And I always had that back of my mind. So went to grade school then went onto high school, and went to trade school, a carpenter class. And this is before the war, the union are very, very powerful. The school was -- so far, so basically in the background run by the union. Union controlled how many carpenters, how many plumbers and this and that, and what nationality. Especially sheet metal shop, just no blacks, no yellow, no nothing. Plumbing shop same thing. Electrical shop same thing. With carpenter shop, our teacher Arthur Morgan, he was more broadminded, so I signed up for his class because I always want to be a carpenter since I was a youngster. So I signed up and talk to Mr.

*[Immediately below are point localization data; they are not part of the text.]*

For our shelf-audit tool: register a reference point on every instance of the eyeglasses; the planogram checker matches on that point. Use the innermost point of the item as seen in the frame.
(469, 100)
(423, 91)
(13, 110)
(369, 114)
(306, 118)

Morgan and he says, "Well, when you get out of school, I don't think I can help you." I said, "I'll just do my, the best I can, but when I get to that point, I can just get to the point..." He says, "Well, I'll do everything I can to teach you what I can teach you. It's up to you to learn what you want to learn." So I graduate from school, and he was one of the, my mentor-type of deal, person that really helped me, you know, even though I was Japanese. I know I can get a job -- he know I couldn't get a job.

So when I graduate high school in '41, my classmate, they were all Caucasian people, kids, one Italian, one... it's a Lithuanian boy. Anyway, they got a job as a carpenter right off the bat, no problem. So I went to union hall myself, and asked for a card, and they just give me, he says, "We know SOBs like you, we don't let you in." Because the Bylaw state that no Asian people allowed in the carpenter's union. So, I guess so.

So meantime, like I said, I was gonna' go, keep on going to school so I don't have to work as a carpenter. So I just kind of forgot about that. But I stayed on the farm, and if I was going to stay on the farm I wished I could be a carpenter, work as a carpenter, but my dad says, "Well, you better stay on the farm and help us out temporarily, until we get over this hump." So the war broke out, so that was the end of that dream of being a carpenter. So the experience that I learned being a carpenter... I did a lot more than just carpenter work. Morgan, he really taught me different thing -- management, how to work with people, how to understand people, and to trust people. And that's the biggest thing. He says, "You have to understand people, and trust people. If you trust people, the job will go easy." And I always remember that.